Inside, the caravan had somewhere to sit and sleep, but unlike the more modern equivalents, there was nowhere to wash and there was no toilet, nor was there anywhere to cook. As caravan ownership took off, all these facilities eventually found their way into the layout, but that first caravan remains a basic template for those towed around the roads to this day.

Holiday camps - without chalets

A traditional idea of a holiday camp is rows of chalets, big swimming pool, entertainment venues, somewhere to sit down for your breakfast, lunch and tea, and perhaps even a funfair. That’s before we even mention the 'who's got the knobbliest knees?' competitions which were popular in the 1950s and '60s.

Butlin’s is a well-known name in UK holiday camps - but they didn't invent the concept.

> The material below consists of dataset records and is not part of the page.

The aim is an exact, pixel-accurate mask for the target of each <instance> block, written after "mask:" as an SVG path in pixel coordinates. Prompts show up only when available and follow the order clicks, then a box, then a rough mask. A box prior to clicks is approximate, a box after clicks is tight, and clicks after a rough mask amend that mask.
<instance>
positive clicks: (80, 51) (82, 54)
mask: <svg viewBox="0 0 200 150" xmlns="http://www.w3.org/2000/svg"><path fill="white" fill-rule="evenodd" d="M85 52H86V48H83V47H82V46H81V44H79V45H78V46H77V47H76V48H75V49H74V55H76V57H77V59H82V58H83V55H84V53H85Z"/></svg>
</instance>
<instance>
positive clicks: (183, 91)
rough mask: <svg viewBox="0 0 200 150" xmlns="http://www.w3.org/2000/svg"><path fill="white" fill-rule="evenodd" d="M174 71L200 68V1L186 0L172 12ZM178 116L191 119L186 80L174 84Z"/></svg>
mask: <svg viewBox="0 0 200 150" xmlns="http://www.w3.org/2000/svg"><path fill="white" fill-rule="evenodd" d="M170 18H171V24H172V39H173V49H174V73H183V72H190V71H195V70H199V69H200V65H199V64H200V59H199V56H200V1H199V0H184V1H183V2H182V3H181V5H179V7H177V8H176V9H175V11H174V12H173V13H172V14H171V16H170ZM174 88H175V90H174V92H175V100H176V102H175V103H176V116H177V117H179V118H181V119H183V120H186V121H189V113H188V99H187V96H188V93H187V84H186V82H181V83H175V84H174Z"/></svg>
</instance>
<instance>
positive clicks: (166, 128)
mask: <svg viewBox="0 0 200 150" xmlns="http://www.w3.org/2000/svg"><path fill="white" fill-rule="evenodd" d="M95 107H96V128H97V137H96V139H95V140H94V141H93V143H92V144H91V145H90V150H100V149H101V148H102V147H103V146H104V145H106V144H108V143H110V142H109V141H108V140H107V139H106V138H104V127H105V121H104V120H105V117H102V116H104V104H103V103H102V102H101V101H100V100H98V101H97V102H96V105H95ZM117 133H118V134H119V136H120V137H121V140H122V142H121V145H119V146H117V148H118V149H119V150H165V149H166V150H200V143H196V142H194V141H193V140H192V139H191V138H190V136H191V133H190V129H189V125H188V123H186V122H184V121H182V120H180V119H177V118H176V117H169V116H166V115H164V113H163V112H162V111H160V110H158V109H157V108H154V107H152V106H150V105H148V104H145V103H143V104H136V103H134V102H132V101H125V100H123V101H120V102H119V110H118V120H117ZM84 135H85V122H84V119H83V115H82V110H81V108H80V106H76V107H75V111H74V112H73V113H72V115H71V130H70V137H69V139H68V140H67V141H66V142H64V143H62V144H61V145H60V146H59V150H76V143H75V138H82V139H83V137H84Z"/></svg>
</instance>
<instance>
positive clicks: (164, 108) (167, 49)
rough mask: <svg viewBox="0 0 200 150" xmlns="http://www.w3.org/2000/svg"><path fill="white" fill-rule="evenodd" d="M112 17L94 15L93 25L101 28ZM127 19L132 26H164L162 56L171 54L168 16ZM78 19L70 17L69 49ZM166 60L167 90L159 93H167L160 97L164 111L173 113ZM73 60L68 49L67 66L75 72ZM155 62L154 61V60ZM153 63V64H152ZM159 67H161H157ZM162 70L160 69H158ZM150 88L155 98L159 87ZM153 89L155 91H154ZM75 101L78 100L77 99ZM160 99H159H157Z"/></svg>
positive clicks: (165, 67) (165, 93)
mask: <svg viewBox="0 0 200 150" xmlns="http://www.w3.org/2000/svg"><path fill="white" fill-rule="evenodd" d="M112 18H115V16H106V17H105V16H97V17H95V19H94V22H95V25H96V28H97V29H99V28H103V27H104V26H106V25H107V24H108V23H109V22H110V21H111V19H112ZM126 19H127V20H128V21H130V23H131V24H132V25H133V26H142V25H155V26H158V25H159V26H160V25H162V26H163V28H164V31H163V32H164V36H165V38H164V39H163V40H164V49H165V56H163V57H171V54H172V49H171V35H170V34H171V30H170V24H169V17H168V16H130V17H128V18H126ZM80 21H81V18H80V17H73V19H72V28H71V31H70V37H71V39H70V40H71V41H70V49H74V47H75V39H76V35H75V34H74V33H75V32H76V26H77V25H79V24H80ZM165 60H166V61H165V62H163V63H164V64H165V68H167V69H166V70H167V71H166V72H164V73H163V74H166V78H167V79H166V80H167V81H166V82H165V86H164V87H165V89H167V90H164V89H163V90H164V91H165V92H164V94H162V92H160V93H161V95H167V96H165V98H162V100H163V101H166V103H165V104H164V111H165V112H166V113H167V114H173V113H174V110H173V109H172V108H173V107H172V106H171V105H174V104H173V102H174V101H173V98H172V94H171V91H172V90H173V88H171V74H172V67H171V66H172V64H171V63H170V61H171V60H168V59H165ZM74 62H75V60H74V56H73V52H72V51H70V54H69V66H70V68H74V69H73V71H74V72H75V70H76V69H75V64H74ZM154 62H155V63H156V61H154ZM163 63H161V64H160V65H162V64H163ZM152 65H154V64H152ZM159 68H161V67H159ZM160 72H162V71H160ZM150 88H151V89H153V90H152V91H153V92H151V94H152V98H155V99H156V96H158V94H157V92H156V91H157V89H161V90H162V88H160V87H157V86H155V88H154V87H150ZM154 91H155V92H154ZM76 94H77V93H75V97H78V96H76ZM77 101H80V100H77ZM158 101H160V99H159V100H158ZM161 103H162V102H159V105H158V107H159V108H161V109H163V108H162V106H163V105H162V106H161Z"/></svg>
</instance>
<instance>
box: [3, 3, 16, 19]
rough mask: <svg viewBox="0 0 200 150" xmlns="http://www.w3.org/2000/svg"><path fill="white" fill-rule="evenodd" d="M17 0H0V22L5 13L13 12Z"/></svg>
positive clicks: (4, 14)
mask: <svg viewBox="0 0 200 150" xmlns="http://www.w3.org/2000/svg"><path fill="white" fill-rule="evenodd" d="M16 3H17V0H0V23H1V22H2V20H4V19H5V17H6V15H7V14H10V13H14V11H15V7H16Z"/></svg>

All that came with the opening of the first Butlin camp in Skegness in 1936 by the entrepreneur Billy Butlin. It wasn’t the first holiday camp the UK had known, however. That honour went to The Cunningham Young Men’s Holiday Camp, opened in 1894 by Joseph and Elizabeth Cunningham. Originally from Liverpool, they were involved in youth work and wanted somewhere they could take groups of boys on holiday.

In 1898, Cunningham’s went commercial and any men could book to stay there. It proved so popular, the camp expanded onto another five acres of land in 1904, allowing for another 1,500 tents and 100ft dining pavilion. There was even an outdoor escalator, which took campers down to the seafront.

Jill Drower is Joseph Cunningham's great-granddaughter and has written a book on the history of the camp. She told Bitesize: "Alongside the tent accommodation, the Cunninghams supplied all the things you might enjoy at a top hotel; a palm court, a fernery, an orchestra to play at every meal, smartly-dressed waiters, tennis courts and a swimming pool. By offering the kind of facilities that only the very best hotels could provide, [the camp] made several jumps up the social scale in its appeal."

Holiday camps by other names may feature more in the history books, and this could be due - in part - to an act introduced in 1938 which allowed working people in the UK to take a paid holiday. It saw holiday camps thrive in popularity after the Second World War, but by that point the Cunningham’s camp had been bought by another company.

This article was published in July 2022.